Ciuman Berdarah)
Ciuman Berdarah)
Setetes air mata jatuh dari sudut mata gadis itu, dia merasa kehilangan sesuatu untuk selamanya.
Setelah membuka mata, dia tiba di tempat yang akrab dan asing.
Di atas kepalanya ada tirai berwarna merah muda yang penuh dengan mimpi. Tempat tidurnya empuk dan nyaman. Bantal tempat tidurnya disulam dengan kelinci yang lucu. Semua yang ada di sini diatur sesuai dengan keinginannya.
Ini adalah kamar asrama yang telah dia tinggali selama lebih dari sebulan, tetapi dia masih sangat asing.
Karena pemilik tempat ini membuatnya merasa takut dan jijik.
Saat Ning'er menyadari sesuatu, tubuhnya gemetar. Dia bergegas berdiri sambil memeluk selimutnya. Yang dilihatnya adalah pemuda berjubah hitam yang duduk di kursi tinggi tidak jauh dari sana.
Dia menyilangkan kakinya dan bersandar malas di kursi kristal. Tangan kirinya yang memakai jari pelatuk berwarna merah gelap memutar pisau yang berlumuran darah. Dia mengerutkan kening dan menatap wanita itu dengan mata penuh amarah.
Hati Ning'er bergetar hebat, Tangan mungil itu terulur keluar, Dia hanya mengangkat selimut di tubuhnya, Buru-buru melompat bangun dari tempat tidur, Sepatunya tidak peduli, Dia berlari ke luar, Bergegas menuju pintu kamar asrama, Tapi dia tidak bisa membuka gerbang giok putih itu, "Tok tok, Menangis ketakutan, "Buka pintunya, Buka pintunya, Huhuhu, Keluarkan aku!
Namun, tidak peduli seberapa keras dia memukulnya, tidak ada yang menanggapi dia, dan hanya ada tangisan dan teriakan minta tolong.
Mo Fan memandang dengan dingin, lalu menatap gadis yang menangis ketakutan di depan pintu Bai Yu. Wajahnya menjadi suram, ia berdiri dan berjalan ke arah gadis itu.
Saat Ning'er melihatnya, dia sangat terkejut hingga menutup pintu dengan punggungnya. Dia ingin keluar, suaranya bergetar hebat, "... Kamu, jangan mendekat!"
Mo Fan mengabaikannya, matanya yang merah dan ungu terus mendekati gadis itu selangkah demi selangkah. Telapak tangannya yang putih itu masih memegang pisau yang berlumuran darah.
Gadis itu menutup matanya karena ketakutan, meringkuk di bawah pintu dan memeluk sekelompok orang. Huhuhu, jangan datang lagi!"
Pemuda itu berjalan mendekat dan mengangkat tubuh kecil gadis itu dari samping pintu, kemudian mendorong tubuh lembutnya ke pintu dengan keras. Pisau di tangannya lebih tajam daripada leher gadis itu.

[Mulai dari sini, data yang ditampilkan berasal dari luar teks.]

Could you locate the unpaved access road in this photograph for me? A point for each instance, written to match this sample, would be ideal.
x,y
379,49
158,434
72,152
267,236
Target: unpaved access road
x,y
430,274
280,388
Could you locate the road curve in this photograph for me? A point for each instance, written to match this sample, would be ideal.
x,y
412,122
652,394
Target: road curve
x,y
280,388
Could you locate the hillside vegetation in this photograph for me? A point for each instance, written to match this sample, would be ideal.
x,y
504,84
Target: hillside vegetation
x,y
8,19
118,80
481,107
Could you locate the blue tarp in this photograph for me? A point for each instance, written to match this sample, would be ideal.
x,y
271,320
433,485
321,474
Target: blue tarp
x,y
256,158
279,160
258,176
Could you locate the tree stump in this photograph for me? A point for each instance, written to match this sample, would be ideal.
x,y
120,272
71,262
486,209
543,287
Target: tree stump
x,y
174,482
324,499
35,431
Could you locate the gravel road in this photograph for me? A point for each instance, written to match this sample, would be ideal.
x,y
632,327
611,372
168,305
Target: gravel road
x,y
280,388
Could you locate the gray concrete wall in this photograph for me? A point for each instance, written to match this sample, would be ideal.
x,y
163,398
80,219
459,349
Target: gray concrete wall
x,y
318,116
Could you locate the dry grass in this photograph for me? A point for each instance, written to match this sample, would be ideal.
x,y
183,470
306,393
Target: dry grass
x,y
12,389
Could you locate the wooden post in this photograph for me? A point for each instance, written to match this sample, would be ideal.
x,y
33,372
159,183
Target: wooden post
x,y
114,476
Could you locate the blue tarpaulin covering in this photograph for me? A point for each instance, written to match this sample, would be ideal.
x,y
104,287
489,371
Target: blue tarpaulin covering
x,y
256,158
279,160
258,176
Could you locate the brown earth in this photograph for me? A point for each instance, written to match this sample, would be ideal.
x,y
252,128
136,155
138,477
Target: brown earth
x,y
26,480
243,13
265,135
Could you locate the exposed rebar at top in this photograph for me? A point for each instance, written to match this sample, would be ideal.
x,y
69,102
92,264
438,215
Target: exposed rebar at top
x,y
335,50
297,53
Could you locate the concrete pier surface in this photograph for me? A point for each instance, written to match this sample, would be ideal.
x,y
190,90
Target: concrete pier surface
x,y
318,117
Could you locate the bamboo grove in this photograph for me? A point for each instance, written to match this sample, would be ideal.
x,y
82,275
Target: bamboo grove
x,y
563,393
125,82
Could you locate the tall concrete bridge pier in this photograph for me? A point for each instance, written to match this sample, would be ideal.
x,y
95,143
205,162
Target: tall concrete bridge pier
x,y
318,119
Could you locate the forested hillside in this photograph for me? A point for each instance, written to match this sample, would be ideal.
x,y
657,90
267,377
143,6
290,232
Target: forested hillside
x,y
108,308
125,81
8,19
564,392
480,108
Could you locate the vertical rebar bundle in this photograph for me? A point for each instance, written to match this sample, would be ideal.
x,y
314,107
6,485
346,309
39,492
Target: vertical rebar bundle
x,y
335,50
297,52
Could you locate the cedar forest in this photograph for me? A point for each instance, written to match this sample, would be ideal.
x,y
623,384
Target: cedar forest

Gadis itu terkejut, seluruh tubuhnya bergetar hebat, tetapi pada saat yang menegangkan ini, matanya menyusut tajam, dan tiba-tiba mengepalkan tangan merah muda itu, dan tidak lagi menolak untuk mendekat.
Pemuda itu menekannya, berhenti menangis, dan suaranya yang lembut terdengar putus asa, "... Kamu, bunuh saja aku. "
Dia tahu bahwa dia tidak bisa melarikan diri. Bagaimana dia bisa menyelamatkan nyawanya jika dia melarikan diri dari pernikahan putra mahkota.
Hidupnya tidak berharga, apalagi hidup.
Ning'er menutup matanya dengan patuh, wajahnya yang pucat pun menjadi tenang.
Pisau dingin yang menempel di leher saljunya tiba-tiba menghilang. Bagian belakang kepalanya ditahan oleh telapak tangan besar, dan mulut kecilnya tiba-tiba ditahan oleh bibir tipis yang agak kering.
"Uh..." Pemuda itu menciumnya!
Wajah kecil Ning'er memerah, kedua tangannya menyentuh bahu pemuda itu dan ingin mendorong pemuda itu.
Namun, pemuda itu justru semakin menciumnya. Lengan panjangnya merangkul pinggangnya dan bersandar erat di pintu giok putih. Lidah panjangnya menembus ke dalam mulutnya dan menjarah secara brutal dan mendominasi.
"Ehm!"
Ning'er menggunakan tenggorokannya untuk menyatakan perlawanannya. Matanya memerah karena ketakutan. Entah sudah berapa lama dia dicium oleh pemuda itu. Dia berusaha sekuat tenaga untuk mendorong pemuda itu.
Tanpa sengaja dia menunduk dan melihat tangan kiri pemuda itu menggenggam erat pisau kecil itu.